120 km/h - taką prędkość udało się osiągnąć Jędrzejowi Dobrowolskiemu podczas dzisiejszego zjazdu z Kasprowego Wierchu. Narciarz swoim wyczynem oficjalnie zamknął sezon.
Rekordzista Polski w narciarstwie szybkim swój zjazd opisał jako "mały trening". Jędrzej Dobrowolski trzy razy zjechał nową trasą z Kasprowego Wierchu do Doliny Gąsienicowej. Okazało się jednak, że trasa jest zbyt krótka, a warunki nie są zbyt dobre, więc osiągnął prędkość jedynie 120 km/h. Tym samym nie udało mu się poprawić należącego od 35 lat do Jacka Niklińskiego rekordu Tatr (180,632 km/h).
W ubiegłym roku także pogoda (silna mgła) pokrzyżowała Dobrowolskiemu plany.
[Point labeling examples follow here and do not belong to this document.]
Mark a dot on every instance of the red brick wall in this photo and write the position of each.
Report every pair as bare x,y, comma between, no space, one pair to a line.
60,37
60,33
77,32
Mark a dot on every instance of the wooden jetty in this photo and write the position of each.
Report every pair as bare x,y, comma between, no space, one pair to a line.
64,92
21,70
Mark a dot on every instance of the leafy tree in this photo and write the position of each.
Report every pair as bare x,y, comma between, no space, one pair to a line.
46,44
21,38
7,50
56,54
Udało się wtedy przeprowadzić jedynie dwie próby w kotle Goryczkowym, podczas których Zakopiańczyk uzyskał 151,07 i 160,10 km/h i ostatecznie do pobicia rekordu Tatr zabrakło mu ponad 20 km/h.
Teraz Jędrzej Dobrowolski prowadzi trening z młodymi adeptami narciarstwa, którzy spróbują swoich sił w Speed Ski.
Organizatorem wydarzenia "Kasprowy Speed Ski" są Polskie Koleje Linowe.